Les élections européennes et la crise des partis.

Résumé d’un entretien avec Christophe Sente (Université libre de Bruxelles), revue Esprit, .

Mots-clés : citoyenneté, néolibéralisme, abstention

Selon Christophe Sente, l’échec relatif des partis démocratiques traditionnels aux élections européennes de ne tiendrait pas au populisme, au nationalisme ou à la xénophobie. Cet échec viendrait de la difficulté pour ces partis à rester en phase avec les attentes des citoyens dans un contexte de crise marqué par la réduction de l’autonomie politique comme de la capacité financière des États.

Malgré la percée effective des eurosceptiques, la future orientation européenne s’annonce comme une continuité des politiques de la droite libérale. Ces politiques bénéficieraient en effet d’un phénomène de résilience du néolibéralisme (Vivien Schmidt), qui impose ce modèle malgré son inefficacité, y compris chez les sociaux-démocrates et les eurosceptiques. Cette continuité à droite ne sera contredite que si le résultat des élections légistlatives dans les pays de l’UE se calque sur celui de ces élections européennes.
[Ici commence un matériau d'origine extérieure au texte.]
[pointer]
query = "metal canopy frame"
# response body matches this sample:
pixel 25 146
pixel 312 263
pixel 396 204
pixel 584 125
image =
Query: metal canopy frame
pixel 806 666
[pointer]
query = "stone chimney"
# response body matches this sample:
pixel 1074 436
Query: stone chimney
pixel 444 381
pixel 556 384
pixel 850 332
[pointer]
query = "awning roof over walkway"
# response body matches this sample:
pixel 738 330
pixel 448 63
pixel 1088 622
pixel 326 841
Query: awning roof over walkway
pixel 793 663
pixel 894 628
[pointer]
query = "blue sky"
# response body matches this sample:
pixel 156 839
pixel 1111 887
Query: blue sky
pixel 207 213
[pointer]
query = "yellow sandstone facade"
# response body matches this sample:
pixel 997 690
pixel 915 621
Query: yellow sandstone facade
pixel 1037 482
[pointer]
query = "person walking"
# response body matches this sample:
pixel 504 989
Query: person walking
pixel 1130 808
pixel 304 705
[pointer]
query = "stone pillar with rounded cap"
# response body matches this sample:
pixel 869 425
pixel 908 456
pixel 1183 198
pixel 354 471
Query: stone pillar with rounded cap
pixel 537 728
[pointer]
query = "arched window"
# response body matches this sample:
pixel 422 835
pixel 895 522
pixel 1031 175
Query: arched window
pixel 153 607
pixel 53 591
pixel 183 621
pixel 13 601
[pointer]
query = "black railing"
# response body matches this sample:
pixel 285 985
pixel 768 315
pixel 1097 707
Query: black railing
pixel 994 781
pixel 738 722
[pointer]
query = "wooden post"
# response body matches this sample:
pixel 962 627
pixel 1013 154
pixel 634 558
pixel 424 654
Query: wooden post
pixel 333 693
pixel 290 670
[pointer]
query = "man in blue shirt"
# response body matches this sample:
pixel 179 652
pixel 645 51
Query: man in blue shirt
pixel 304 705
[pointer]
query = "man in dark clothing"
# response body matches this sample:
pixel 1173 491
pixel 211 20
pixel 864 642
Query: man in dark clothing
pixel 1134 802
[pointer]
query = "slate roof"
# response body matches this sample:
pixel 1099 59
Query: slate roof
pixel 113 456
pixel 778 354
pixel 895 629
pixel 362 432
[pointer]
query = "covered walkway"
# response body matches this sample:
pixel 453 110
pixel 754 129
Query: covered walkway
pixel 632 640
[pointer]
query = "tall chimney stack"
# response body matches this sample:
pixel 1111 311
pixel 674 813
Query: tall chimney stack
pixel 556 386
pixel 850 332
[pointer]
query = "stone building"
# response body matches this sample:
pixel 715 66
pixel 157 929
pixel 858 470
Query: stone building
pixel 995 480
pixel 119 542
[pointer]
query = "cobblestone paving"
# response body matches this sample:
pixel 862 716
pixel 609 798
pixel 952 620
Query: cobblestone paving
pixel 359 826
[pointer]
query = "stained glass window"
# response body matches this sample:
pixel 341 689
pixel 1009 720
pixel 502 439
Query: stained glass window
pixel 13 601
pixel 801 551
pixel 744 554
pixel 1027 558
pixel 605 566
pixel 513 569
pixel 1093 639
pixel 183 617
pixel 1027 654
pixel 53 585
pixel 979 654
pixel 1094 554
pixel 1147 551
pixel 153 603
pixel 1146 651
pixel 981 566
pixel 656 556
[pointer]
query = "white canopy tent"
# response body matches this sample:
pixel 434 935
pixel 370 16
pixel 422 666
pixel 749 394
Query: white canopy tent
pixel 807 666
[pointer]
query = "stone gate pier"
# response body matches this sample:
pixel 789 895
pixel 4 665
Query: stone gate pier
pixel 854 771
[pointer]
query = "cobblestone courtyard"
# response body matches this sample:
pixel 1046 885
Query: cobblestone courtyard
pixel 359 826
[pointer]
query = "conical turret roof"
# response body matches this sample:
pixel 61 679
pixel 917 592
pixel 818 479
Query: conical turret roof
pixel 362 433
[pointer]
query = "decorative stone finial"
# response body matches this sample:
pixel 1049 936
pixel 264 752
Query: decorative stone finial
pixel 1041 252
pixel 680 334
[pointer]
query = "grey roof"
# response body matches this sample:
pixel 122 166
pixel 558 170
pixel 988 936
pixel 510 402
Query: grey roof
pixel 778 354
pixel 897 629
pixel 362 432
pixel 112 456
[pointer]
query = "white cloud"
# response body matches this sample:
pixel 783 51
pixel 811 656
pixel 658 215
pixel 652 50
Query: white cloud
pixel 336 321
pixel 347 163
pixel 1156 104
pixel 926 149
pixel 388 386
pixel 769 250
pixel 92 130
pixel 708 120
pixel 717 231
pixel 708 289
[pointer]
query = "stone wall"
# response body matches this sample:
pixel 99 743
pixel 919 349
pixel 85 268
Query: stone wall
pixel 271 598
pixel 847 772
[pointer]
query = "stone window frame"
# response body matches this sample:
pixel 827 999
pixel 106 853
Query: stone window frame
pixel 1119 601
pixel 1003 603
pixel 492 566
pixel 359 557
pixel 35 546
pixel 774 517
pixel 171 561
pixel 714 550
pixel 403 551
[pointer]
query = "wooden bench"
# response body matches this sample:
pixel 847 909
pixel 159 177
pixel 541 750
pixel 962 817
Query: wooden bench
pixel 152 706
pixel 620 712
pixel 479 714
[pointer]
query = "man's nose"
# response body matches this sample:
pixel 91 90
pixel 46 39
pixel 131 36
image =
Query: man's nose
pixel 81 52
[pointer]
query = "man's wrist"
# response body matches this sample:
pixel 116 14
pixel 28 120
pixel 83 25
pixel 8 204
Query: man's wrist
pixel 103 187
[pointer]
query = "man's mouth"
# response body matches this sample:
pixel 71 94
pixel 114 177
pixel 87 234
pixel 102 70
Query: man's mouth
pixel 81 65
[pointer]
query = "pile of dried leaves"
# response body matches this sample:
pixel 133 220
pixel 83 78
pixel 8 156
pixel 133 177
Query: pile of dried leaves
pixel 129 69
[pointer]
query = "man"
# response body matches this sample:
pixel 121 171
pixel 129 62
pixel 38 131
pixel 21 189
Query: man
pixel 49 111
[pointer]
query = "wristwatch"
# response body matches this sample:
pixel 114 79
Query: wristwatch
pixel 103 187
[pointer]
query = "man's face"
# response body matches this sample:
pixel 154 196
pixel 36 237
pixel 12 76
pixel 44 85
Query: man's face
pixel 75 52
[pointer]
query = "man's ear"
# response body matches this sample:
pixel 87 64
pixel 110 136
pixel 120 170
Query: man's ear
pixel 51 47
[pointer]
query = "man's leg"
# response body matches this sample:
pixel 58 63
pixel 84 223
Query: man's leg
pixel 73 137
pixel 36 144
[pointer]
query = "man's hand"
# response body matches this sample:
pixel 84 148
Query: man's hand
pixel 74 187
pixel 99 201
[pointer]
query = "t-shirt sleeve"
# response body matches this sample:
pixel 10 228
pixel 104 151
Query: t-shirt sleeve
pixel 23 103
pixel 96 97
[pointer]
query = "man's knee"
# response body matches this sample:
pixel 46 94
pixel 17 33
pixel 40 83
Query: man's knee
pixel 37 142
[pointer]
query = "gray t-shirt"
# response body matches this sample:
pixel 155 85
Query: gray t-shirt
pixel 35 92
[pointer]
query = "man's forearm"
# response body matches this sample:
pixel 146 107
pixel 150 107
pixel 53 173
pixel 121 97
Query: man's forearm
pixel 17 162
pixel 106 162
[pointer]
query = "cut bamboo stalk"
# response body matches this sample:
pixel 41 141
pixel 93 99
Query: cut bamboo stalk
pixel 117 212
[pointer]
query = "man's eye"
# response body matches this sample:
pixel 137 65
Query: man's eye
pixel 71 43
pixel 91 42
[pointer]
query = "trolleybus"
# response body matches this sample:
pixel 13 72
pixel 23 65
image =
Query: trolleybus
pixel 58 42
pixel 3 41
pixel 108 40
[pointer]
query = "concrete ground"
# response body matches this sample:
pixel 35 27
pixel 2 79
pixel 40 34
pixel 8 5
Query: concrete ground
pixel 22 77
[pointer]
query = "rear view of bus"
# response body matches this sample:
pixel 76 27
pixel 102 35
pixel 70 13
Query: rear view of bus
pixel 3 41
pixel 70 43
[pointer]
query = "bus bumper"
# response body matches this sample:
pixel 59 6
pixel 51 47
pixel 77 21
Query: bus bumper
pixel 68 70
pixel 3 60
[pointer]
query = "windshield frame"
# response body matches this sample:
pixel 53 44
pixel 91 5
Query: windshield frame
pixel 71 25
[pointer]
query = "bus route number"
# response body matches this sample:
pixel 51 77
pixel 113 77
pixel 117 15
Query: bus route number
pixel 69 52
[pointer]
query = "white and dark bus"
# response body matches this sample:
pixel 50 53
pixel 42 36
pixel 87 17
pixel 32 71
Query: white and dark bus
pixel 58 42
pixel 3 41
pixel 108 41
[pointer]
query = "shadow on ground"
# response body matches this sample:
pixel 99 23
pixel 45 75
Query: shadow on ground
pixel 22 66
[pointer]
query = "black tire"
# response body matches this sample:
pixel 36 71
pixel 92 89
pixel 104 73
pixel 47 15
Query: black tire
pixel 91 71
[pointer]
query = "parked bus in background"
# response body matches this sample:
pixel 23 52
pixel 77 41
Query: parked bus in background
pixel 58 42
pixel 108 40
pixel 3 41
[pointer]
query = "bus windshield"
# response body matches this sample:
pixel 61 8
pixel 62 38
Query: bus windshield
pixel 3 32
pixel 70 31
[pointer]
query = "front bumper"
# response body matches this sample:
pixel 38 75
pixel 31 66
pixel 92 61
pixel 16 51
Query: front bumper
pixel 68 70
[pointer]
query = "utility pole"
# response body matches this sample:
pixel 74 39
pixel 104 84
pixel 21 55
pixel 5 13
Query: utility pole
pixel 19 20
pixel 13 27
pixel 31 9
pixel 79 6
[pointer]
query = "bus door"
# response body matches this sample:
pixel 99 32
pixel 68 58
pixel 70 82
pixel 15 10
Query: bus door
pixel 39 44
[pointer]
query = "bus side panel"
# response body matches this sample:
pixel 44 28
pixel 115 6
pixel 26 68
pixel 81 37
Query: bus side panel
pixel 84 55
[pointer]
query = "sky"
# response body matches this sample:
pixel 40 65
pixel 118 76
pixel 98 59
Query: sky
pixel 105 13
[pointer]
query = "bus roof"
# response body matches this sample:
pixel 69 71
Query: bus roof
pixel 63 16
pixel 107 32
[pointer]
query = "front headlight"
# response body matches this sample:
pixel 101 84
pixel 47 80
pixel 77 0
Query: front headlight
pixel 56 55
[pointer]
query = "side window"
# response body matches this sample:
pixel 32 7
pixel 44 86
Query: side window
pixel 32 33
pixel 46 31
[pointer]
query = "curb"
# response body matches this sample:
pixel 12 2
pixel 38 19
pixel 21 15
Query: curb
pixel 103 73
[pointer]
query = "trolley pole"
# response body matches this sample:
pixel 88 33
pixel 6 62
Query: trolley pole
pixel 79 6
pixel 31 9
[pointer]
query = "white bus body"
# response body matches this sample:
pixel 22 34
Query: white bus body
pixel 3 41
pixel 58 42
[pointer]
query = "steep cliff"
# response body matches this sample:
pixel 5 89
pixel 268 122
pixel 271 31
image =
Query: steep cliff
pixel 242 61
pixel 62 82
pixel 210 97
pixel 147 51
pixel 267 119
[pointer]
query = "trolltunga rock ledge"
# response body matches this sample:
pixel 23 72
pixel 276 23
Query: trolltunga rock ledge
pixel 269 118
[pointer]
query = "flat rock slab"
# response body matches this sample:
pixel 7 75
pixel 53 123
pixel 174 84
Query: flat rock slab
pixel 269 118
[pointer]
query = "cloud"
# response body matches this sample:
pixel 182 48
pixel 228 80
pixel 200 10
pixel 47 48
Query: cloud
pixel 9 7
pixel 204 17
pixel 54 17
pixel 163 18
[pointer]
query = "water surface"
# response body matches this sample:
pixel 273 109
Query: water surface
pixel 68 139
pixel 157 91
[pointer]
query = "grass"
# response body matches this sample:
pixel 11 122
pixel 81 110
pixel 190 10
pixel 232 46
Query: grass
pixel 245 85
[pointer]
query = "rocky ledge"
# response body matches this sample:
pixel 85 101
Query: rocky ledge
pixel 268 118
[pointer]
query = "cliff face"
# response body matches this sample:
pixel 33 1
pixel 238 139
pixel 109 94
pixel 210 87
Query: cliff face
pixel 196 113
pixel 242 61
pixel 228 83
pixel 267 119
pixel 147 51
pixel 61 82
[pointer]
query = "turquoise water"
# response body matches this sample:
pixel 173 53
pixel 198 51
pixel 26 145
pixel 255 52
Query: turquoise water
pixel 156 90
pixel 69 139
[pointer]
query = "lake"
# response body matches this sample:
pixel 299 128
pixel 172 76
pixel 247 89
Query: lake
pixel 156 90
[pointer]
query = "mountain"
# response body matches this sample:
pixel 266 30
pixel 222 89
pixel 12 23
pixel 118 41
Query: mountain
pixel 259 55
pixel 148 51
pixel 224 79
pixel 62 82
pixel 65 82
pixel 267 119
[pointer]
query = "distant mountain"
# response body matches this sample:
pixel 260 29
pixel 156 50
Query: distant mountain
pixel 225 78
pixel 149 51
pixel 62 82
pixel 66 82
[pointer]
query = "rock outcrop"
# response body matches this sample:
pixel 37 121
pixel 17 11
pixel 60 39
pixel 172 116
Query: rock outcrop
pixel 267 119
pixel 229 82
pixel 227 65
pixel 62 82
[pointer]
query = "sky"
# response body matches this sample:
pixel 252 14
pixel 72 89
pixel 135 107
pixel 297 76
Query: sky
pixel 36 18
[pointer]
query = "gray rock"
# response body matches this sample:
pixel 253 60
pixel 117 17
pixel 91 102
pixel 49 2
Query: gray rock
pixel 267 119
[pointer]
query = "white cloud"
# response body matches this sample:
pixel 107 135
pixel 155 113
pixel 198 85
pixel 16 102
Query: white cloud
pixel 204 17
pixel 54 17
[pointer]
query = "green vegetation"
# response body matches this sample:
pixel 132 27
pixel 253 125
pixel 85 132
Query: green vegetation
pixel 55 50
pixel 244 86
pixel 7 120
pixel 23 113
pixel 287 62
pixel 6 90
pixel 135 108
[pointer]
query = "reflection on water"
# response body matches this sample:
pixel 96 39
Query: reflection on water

En ce qui concerne la personnalisation inédite de ces élections, elle n’a pas suffisamment mobilisé les électeurs, même si elle a eu le grand mérite de rappeler que la commission n’est pas une instance technocratique, mais un lieu éminemment politique et que le choix de son leader importe. Néanmoins, le niveau d’adhésion des citoyens à l’Europe ne dépend plus de sa séduction institutionnelle, mais de résultats socio-économiques favorables aux travailleurs et aux chômeurs. Dés lors, la démocratie européenne a moins besoin de réformes électorales […] que d’un débat sur les politiques économiques et les objectifs sociaux de l’Europe.

À propos de l’abstention, l’auteur note une dépolitisation générale et un désengagement populaire dans les coopératives ou les mutuelles : les individus tendent à substituer une critique essentiellement passive de la gestion publique professionnelle à un engagement citoyen.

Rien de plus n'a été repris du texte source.